Written in partnership with Marriott Hotels
As anybody who regularly travels will attest, a restaurant housed within a hotel is universally, usually, two things: the most convenient place to grab a bite; and the most boring. Hotel kitchens are notorious for being box-tickers, catering to a huge demographic and having to feed a large crowd en masse daily, unwanting victims of their own size, making a penchant for panache and a flair for the adventurous a rare priority.
This perception, however, is something that is rapidly changing, and it’s largely with thanks to the biggest hotel group of them all: Marriot International.
On a sun-drenched day in the Yarra Valley, the top-brass from Marriot International’s Asia-Pacific properties are converging for a conference of ideas and collaboration, whilst harnessing the best ingredients the region has to offer. This is no small feat: organising this many of the industry’s finest isn’t a low-key, low-cost affair, but it’s one that is seeing the group’s restaurants enjoy a massive facelift, and it’s the guests who ultimately win.
Take The Westin in Melbourne’s CBD for example. Located on Collins Street, it’s about as convenient a location as you could ask for. Lush, well-stocked rooms cater to the business needs of weary travellers; business folk in between meetings and tourists alike, but head to level one and you’ll find Allegro, a fresh and exciting restaurant that goes above and beyond the often lacklustre offerings of a huge hotel.
Fresh oysters are brought to life with green apple and cider granita; scallops are lightly-seared to perfection and finished with a parsley puree and samphire; kingfish is carefully dressed with woodland sorrel, preserved orange and white soy. These aren’t the dishes of yesteryear with a ‘fresh take’ or a ‘modern interpretation’, as so many venues seem willing to espouse: these is original and creative modern Australian food, which does one job really, really well: it shows off what the region has to offer.
There’s also a brave use of unexpected ingredients in the main course dishes, but this is done with aplomb: a croquette of bone-marrow explodes a liquid centre over the plate to accompany a perfectly char-grilled Cape Grim scotch fillet, but the real star of the show is the lamb tongue, which is all at once tender and crispy, and adds flavour to the lamb back strap it’s served alongside – a seriously delicious addition.
To observe Michael Greenlaw, Executive Chef at Allegro, working with his counterparts from the other hotels within the group is an eye-opening experience, and one which gives context to his modern and relevant menu – an experience we share at De Bortoli the day after dining at the Collins St venue.

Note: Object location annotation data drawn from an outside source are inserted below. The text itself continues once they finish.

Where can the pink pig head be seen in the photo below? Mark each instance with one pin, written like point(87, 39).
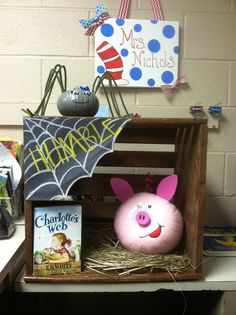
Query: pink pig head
point(145, 222)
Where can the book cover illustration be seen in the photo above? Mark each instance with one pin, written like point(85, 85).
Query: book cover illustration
point(219, 240)
point(57, 240)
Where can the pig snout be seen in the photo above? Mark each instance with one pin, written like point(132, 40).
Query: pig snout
point(143, 218)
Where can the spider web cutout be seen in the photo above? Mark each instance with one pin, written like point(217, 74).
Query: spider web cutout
point(60, 151)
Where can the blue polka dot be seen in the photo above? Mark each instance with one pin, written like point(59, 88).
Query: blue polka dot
point(154, 45)
point(124, 52)
point(168, 31)
point(176, 50)
point(137, 28)
point(136, 73)
point(120, 22)
point(107, 30)
point(100, 69)
point(167, 77)
point(151, 82)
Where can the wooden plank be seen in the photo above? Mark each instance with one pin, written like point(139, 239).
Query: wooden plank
point(99, 184)
point(86, 276)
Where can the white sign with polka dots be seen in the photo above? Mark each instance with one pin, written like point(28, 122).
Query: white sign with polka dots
point(138, 53)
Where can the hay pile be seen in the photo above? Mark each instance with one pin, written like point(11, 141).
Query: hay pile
point(103, 253)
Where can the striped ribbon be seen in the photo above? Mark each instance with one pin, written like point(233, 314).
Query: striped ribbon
point(156, 7)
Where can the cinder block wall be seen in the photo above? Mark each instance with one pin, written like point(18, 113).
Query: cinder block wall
point(35, 35)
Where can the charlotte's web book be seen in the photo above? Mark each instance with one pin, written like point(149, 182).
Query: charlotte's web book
point(57, 239)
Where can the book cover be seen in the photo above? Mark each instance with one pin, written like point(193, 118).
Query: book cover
point(220, 241)
point(57, 239)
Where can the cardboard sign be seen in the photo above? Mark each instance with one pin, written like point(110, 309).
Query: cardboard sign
point(138, 53)
point(59, 151)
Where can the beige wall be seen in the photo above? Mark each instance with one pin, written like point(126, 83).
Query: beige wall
point(37, 34)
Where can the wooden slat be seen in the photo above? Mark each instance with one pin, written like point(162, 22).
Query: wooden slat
point(147, 135)
point(99, 184)
point(84, 277)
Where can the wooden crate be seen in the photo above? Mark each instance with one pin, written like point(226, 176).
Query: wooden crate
point(177, 145)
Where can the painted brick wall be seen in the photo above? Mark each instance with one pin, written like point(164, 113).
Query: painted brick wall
point(37, 34)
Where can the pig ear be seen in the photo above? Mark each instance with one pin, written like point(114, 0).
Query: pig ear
point(121, 188)
point(167, 187)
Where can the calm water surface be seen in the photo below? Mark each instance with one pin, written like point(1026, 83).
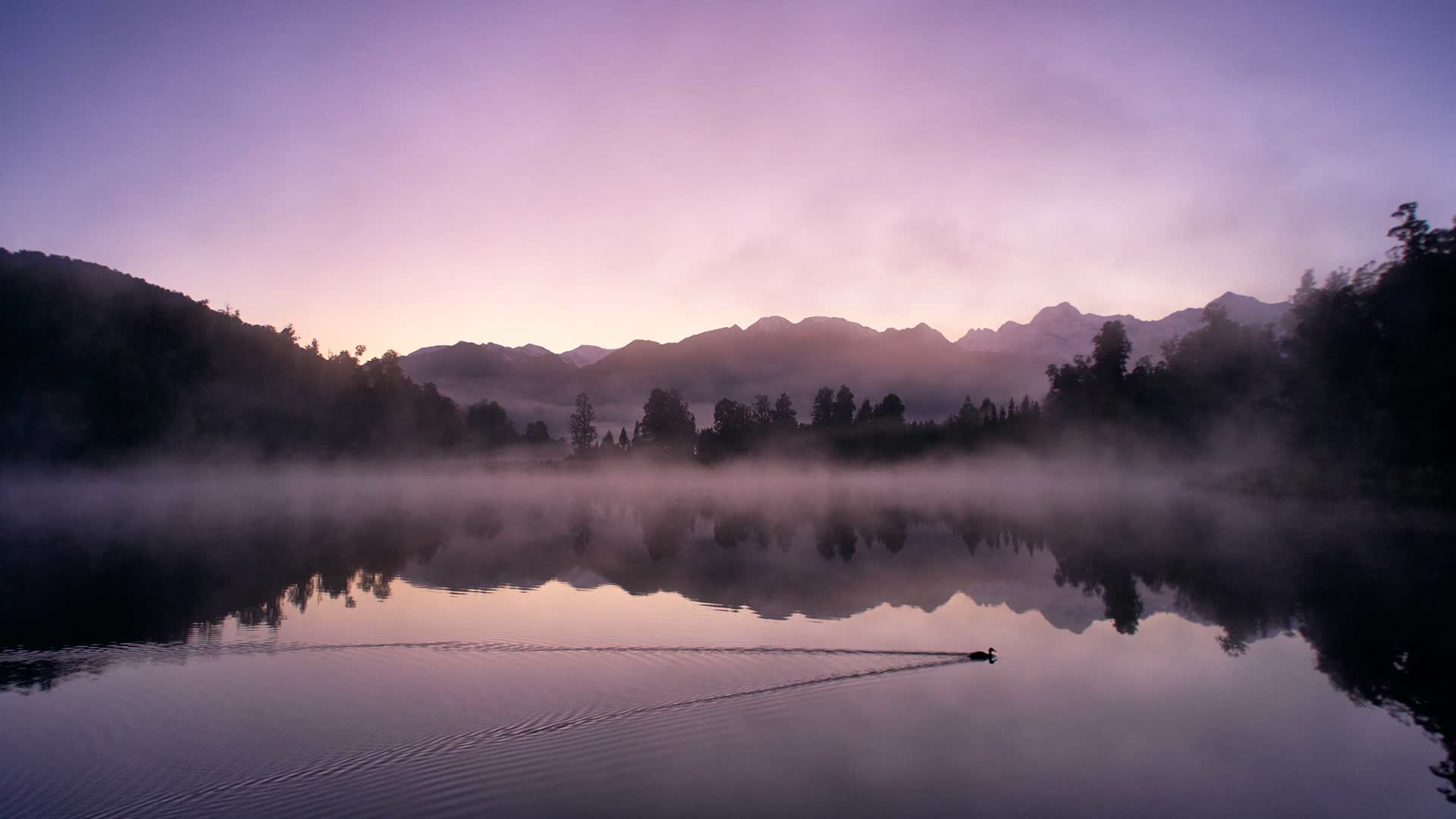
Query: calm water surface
point(717, 653)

A horseshoe of market tents engulfs the entrance to the Yarra Valley winery’s dining room, each one tenanted by a different stallholder, eager to proudly show off their produce and curry favour with the talent, and each one just as knowledgeable as the next, be it turmeric tea, cherry cider or edible flowers.
It’s a great insight into how these chefs, at the top of their game and in charge of vast kitchens that cater to thousands, not only stay in touch with smaller, artisanal producers, but also how they find inspiration from what can be sourced locally, as opposed to simply following trends and outsourcing expensive ingredients from afar. Fresh pacific oysters from Warnambool are stuffed into Gippsland beef to make carpetbag steak, a cheeky take on a childhood classic for one of the guests; another visitor converses directly with the Executive Chef of upcoming hotel W Brisbane, about his childhood jaunts to Northern Rhone in France during summer.
On the back of this exchange, a small team of chefs create a preserved apricot and mustard-oil basted roast chicken, stuffed with figs; drawing inspiration from a story about rows of apricot trees and free range chickens at his parents’ holiday chateaux.
The results of all of these dishes created off the cuff throughout the day are indicative of a culture that’s being nurtured and honed by Marriott. Where other chefs show off for hats, these guys aren’t stroking egos, rather, removing boundaries and letting creativity take pride of place over stuffy tradition.
The age-old perception of the stale hotel lobby restaurant has successfully been shelved; Marriott International have used their size and resources to help usher in a new standard for dining that is better for the producers, better for the chefs, better for their hotels and, most importantly: better for the guest.